This post was updated on 4/28/20 to offer new examples from nonprofit Twitter accounts along with the latest best practices.

Just because your nonprofit does amazing things doesn’t mean that’s all you should talk about on Twitter.If you use Twitter even semi-regularly, you’ve probably had this experience:

You come across an organization you’re really excited to follow. You love their mission and the work they do. Then you glance through their Twitter stream. And you’re greeted with an endless barrage of requests for donations, plugs for upcoming events and an occasional request to Like them on Facebook. As your excitement wanes, you close the stream, disappointed.

Your followers deserve more from you than unending appeals for help, even if you’re trying to pull off a last-minute Giving Day campaign. Here are a few types of Tweets your nonprofit should drop into the mix.

Links to Resources Related to Your Mission

Sharing content created by others is an excellent way to mix up what you share on Twitter. Make sure it’s relevant to your mission so that you’re offering value to your followers. For an added bonus, mention the content producer by Twitter username (complete with the @ symbol). That way they’ll be notified you’re sharing their content and will be more likely to engage with your nonprofit.

Retweet Info Shared by Others

Similarly, retweet content shared by others that’s relevant to your mission and offers value or interesting insights to your audience. Retweeting helps you share helpful content without taking a ton of your time, and it’s an easy way to share your nonprofit’s media coverage. Posting a retweet also notifies the account you retweeted, increasing the likelihood they’ll check you out.

Relevant Current Events

There’s likely news related to your mission happening all the time. Share it with your followers.  Tell them your thoughts on what’s going on. Provide them resources to understand the situation better.

Celebrate Your Supporters

Don’t just talk about how amazing your organization is. Talk about how amazing your supporters are. Your donors, volunteers and advocates enable you to do all those things you do in your community. So share their impact via Twitter. (And consider leveraging their enthusiasm as social media ambassadors!)

Links to Your Content

It’s fine to promote yourself as well, driving social media traffic to your website. But instead of simply asking for money or volunteers, provide links to valuable content on your website. Maybe it’s a new blog post. Or a resource you have on your site. Whatever it is, make sure it’s valuable to your Twitter followers before posting it.

Compelling Data

Have short snippets of compelling data? Twitter is an excellent place to share it. Make sure it’s simple and easy to understand, like sharing a simple graphic. If appropriate, provide a link to a relevant resource where your followers can learn more.

A Glimpse into Your Work in the Community

Many of your supporters can’t join you in the community you serve. But you can use Twitter as a way to give them a glimpse of what your work in the community looks like.
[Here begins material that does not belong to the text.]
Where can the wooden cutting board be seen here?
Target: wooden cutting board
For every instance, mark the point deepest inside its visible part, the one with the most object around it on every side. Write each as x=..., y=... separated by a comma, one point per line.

Share compelling photos and videos of your organization in the field. This type of content can be a great way to rally support for your nonprofit and the work you do.

Community Stories

Use Twitter to share stories of those you serve. This can be a great way to spark interest in your mission and the work your organization does on a daily basis. Sometimes it can be as simple as sharing a single photo.

Questions to Your Community

Want to know the sort of content your Twitter followers are interested in? Ask them. You can ask all sorts of questions of your followers, including:

  • What questions do you have about (a certain topic)?
  • What topics would you like us to cover on our blog?
  • What inspires you to take action (related to your mission)?
  • Who’s going to (an upcoming event)?  What are you most excited about?

Directly asking your community questions can be a great way to engage them in dialogue and produce content tailored to their interests.

Promote Ways to Advocate

Working to influence policy? Using Twitter for advocacy is a no-brainer because of the ease of reaching new people, joining (or starting) a conversation and connecting with public officials. Share the issues you’re working on and tell folks how they can get involved.

Talk About Other Organizations

There’s a good chance you partner with other incredible organizations. Talk about them. Share the great stuff they’re doing with your followers. If you share the stellar work of other organizations, there’s a good chance it will enhance your relationship with them.

Share an Inspirational Quote

People on Twitter love quotes. Please don’t go overboard and share tons of trite quotes each day, but an occasional quote can help fuel some engagement from your followers.

Mix It Up

The bottom line is you need to mix it up on Twitter. Sharing a variety of tweets can help keep your stream fresh and make it far more likely someone interested in your organization will follow you. To help keep track of your content, consider making a social media calendar. And to make sure you’re not posting too many fundraising appeals, work on coming up with some additional compelling calls to action.

Have any other types of tweets you share at your nonprofit? Or do you follow a nonprofit that does a great job of sharing on Twitter? Post examples and links in the comments below. I’d love to check them out.


  1. This is excellent insight! In art I see the same thing. We get so caught up in the novelty of a new medium that we limit how we use it to be “safe.” It is the risky that get rewarded. Well said!

    • Thanks so much for the comment Jer. Interesting parallels to the world of art.

      I think we also get caught up in doing what we know. Luckily we have examples from folks (like these awesome nonprofits) to serve as models of what else is possible.